Von Veronika Eschbacher

Wirtschaft

Russland will mit 2019 den Gastransit über die Ukraine einstellen. Seither schießen Ideen für Pipelineprojekte wie Pilze aus dem Boden. Brüssel weiß aber nicht recht, in welche Richtung es gehen soll. Die Russen schaffen inzwischen Fakten.


Moskau/Brüssel/Wien. Von 1947 bis 2007 waren fast ununterbrochen Russen Schachweltmeister. Sie erwiesen sich in den Matches mit ihren Herausforderern als stets bestens vorbereitet, ausdauernd und warteten gerne mit überraschenden Zügen, aber auch Bluffs auf. Das Spiel rund um den Transport russischen Gases nach Europa gleicht heute einem Schachspiel. Seit Russland erklärte, mit 2019 den Gastransit nach Europa über die Ukraine einstellen zu wollen, gewinnt die Partie an Intensität. Durch den politischen Zwist zwischen Brüssel und Moskau wegen der Ukraine-Krise wird sie gleichzeitig härter. Und es ist ein Spiel, in dem der Kreml immer schneller auf die Schachuhr knallt - und Brüssel vor lauter Zögerlichkeit und Uneinigkeit vergessen könnte, was auf dem Spiel steht.

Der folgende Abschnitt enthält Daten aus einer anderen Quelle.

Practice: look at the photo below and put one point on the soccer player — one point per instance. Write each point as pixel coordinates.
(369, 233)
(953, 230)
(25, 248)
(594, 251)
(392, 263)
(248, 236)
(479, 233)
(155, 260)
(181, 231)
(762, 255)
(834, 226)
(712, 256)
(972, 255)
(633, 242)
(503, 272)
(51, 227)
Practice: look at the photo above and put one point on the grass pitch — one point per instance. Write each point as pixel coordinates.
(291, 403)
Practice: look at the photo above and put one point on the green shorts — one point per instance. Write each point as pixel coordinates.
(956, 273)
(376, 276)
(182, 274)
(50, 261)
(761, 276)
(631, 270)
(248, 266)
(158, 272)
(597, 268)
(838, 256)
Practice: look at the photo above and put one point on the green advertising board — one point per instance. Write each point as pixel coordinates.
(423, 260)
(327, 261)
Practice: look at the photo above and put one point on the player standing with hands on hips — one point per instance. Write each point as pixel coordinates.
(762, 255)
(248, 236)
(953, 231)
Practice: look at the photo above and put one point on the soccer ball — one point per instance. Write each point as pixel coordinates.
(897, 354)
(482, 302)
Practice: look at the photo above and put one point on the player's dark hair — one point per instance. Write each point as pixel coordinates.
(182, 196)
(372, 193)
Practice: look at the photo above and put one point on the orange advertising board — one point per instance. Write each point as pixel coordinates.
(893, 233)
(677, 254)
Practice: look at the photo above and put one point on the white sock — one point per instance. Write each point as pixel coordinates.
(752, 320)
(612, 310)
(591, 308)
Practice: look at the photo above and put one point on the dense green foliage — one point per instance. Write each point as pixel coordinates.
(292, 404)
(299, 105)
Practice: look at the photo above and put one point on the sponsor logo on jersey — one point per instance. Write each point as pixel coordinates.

Dabei waren die Gas-Partien zwischen der Sowjetunion respektive Russland auf der einen Seite und den Nationalstaaten respektive Europa auf der anderen einst so simpel. Lieferverträge hatten Laufzeiten über Jahrzehnte, frei verfügbare Mengen gab es kaum. Diese Zeit ist aber längst vorbei. Mittlerweile gibt es mehr Wettbewerb, Spotmärkte, überschüssige Mengen, neue Akteure, verflüssigtes Erdgas (LNG), das in Tankern um den ganzen Erdball verschifft wird und Pipelinegas zunehmend verdrängt.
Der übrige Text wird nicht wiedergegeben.